Monday, July 15, 2024

Thabo Mbeki is not squeaky cleaner than Cyril Ramaphosa

The animosity between the former South African President Thabo Mvuyelwa Mbeki and the current Cyril Matamela though not confirmed, is said to date back to the period when the former was appointed the deputy to Rre Nelson Rolihlahla Mandela ahead of the latter. It is said this is the reason Ramaphosa quit politics to join the business world where he made his fortunes before returning to the African National Congress politics (ANC) where he ultimately became Rre Jacob Zuma’s deputy and finally the President of the ANC and South Africa respectively.
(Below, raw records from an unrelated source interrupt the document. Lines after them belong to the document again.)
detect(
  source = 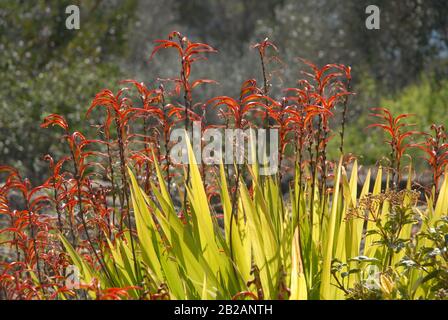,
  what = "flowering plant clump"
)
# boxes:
[0,32,448,300]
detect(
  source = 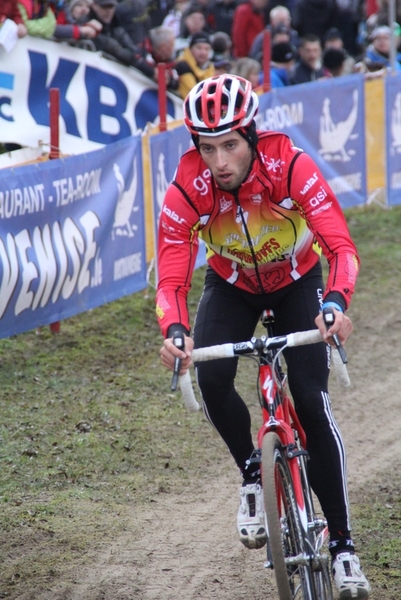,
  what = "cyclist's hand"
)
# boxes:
[160,336,194,375]
[315,309,352,346]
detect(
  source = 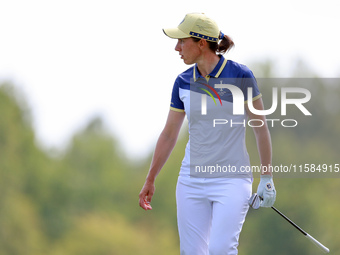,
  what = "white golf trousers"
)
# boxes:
[176,176,252,255]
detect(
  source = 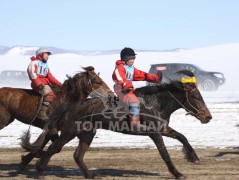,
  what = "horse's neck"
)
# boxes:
[158,91,184,119]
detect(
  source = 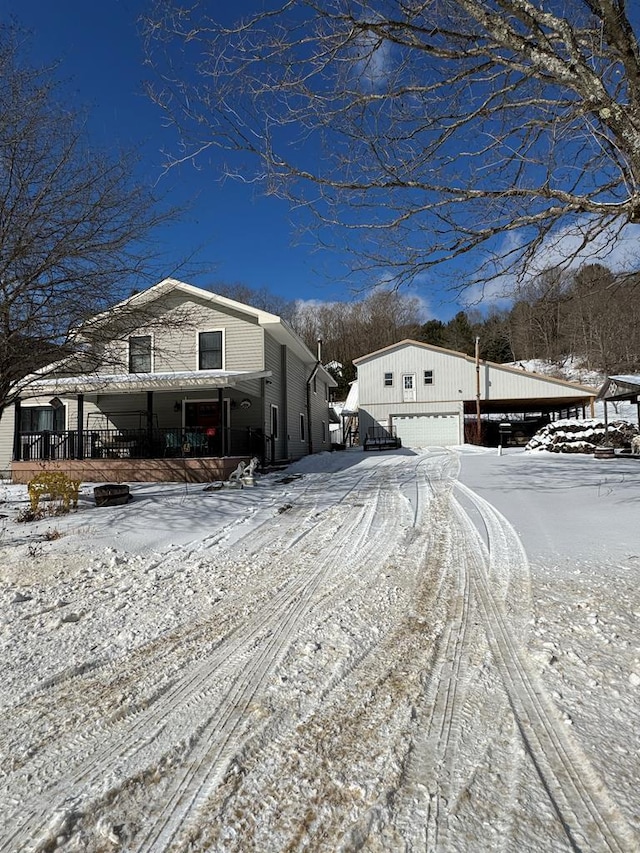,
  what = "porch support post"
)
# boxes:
[218,388,225,456]
[76,394,84,459]
[13,397,22,462]
[147,391,153,454]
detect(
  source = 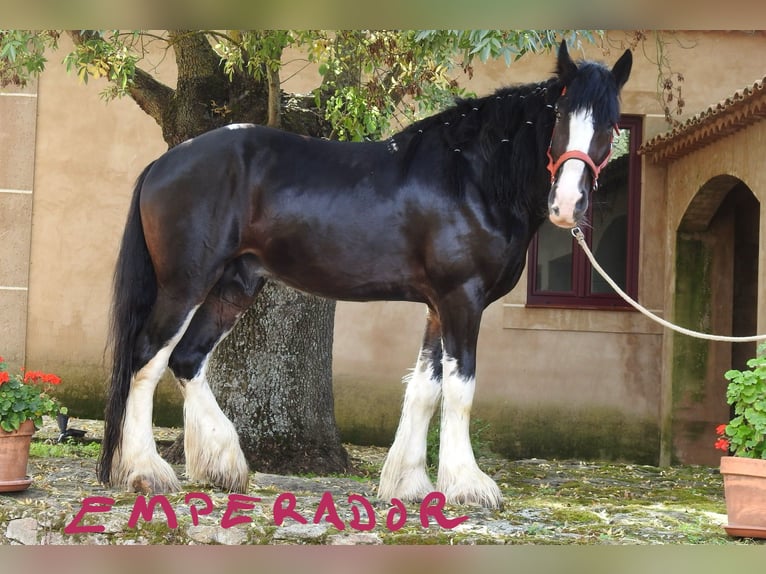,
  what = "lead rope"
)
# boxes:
[572,227,766,343]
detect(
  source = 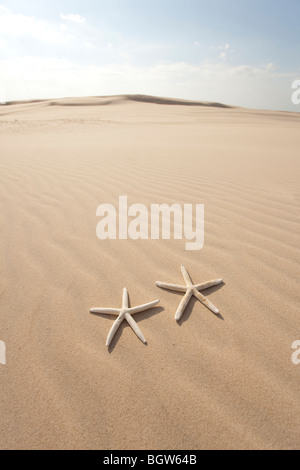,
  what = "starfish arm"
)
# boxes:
[122,287,129,308]
[128,300,160,315]
[106,316,124,347]
[125,313,147,344]
[90,308,120,315]
[156,281,186,292]
[193,289,219,315]
[181,264,193,286]
[175,291,193,321]
[195,279,223,290]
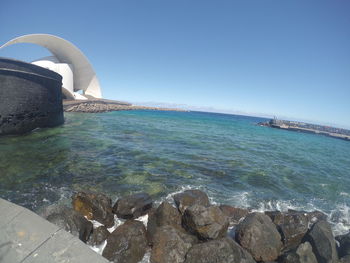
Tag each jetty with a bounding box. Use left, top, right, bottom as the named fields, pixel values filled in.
left=0, top=198, right=108, bottom=263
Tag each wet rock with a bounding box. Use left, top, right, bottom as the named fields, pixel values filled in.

When Mbeki was soundly beaten and subsequently recalled by Zuma after the ANC’s Polokwane conference in 2007, he assumed a low profile attitude in the ANC politics and activities presumably because he was still bitter about his recall. This position changed when Zuma himself was also recalled by Ramaphosa after the latter won the  ANC’s presidency in 2017.  It appeared Mbeki would be Ramaphosa’s ally. But lo and behold, the unfolding events suggest otherwise.

Probably as expected consequent to the aforesaid animosity, Mbeki would start to publicly criticise Ramaphosa for this and the other issue. His pointed criticism of Ramaphosa would begin in earnest after the breaking out of the Phala Phala farm scandal where an amount of about $ 580,000 was reportedly stolen thereat in 2020. The Phala Phala farm is owned by Ramaphosa. This scandal was brought to the fore after it was reported to the police by the erstwhile head of the South African State Security Agency Arthur Fraser around mid-2022.   Towards the ANC’s conference held in December 2022, Mbeki spoke very strongly about the scandal where he insinuated directly or indirectly that Ramaphosa was not fit to contest the presidency of the ANC position given the scandal. Around the period leading to the 2022 ANC nationa conference, the scandal had reached parliament where a three-person committee led by a former Chief Justice was established to determine whether or not Ramaphosa had a case to answer. The committee determined he had a case to answer. Mbeki had asked the ANC before the determination of whether Ramaphosa had a case to answer to be prepared to have a position in the event the committee ruled against Ramaphosa. When the committee report reached parliament for it to determine whether or not to impeach Ramaphosa, the majority of ANC Members of Parliament voted against his impeachment. It is clear Mbeki was seriously aggrieved by his comrades’ conduct and behaviour.